Ce constat a été confirmé aux rapporteurs par les membres de l'autorité judiciaire entendus dans le cadre de leurs travaux, qui craignent que, sous l'effet de la réforme, les procureurs ne soient encore davantage « à la remorque » des préfets.

À cet égard, les auditions ont mis en évidence que la dispersion des procureurs de la République d'un même département est de nature à fragiliser leur position dans le rapport de force qui les « oppose » au préfet sur ces questions. Il serait opportun que le parquet adapte son organisation interne à la réforme, en désignant, au niveau de chaque département, un procureur de la République chargé de relayer les priorités de la politique pénale dans le cadre des relations stratégiques avec le préfet et le DIPN ou le DDPN. Le procureur de la République près les tribunaux judiciaires dont relève leur direction, qui sont déjà chargés de les évaluer, paraît indiqué pour jouer ce rôle. En tout état de cause, le fait pour l'autorité judiciaire, à l'instar de l'autorité administrative, d'être en capacité de s'exprimer d'une seule voix lui donnerait assurément plus de poids.

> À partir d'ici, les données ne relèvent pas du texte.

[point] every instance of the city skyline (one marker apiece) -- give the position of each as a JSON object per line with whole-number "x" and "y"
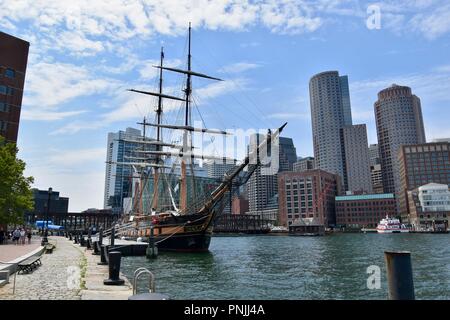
{"x": 71, "y": 102}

Proposition n° 7 - Tirer pleinement les conséquences des évaluations réalisées par les procureurs généraux et les procureurs de la République dans le cadre des décisions affectant la carrière des directeurs zonaux, interdépartementaux et départementaux de la police nationale.

Proposition n° 8 - Adapter l'organisation locale des parquets à la nouvelle architecture de la police nationale, en désignant dans chaque département un procureur de la République chargé de relayer les priorités de la politique pénale auprès des directeurs interdépartementaux et départementaux de la police nationale.


* 23 Recommandation n° 20.

* 24 Article R. 2-17-1 du code de procédure pénale.

* 25 Sénat, rapport n° 588 (2023-2024) fait par Étienne Blanc au nom de la commission d'enquête sur l'impact du narcotrafic en France et sur les moyens pour y remédier, présidée par Jérôme Durain, 7 mai 2024.

* 26 D'après les données de la commission d'enquête du Sénat sur l'impact du narcotrafic en France, les opérations « place nette XXL » du printemps 2024 ont mobilisé près de 62 000 effectifs des forces de l'ordre (police et gendarmerie nationales confondues), pour environ 3 200 personnes en garde à vue, mais seulement 451 personnes déférées, dont 128 avec un mandat de dépôt.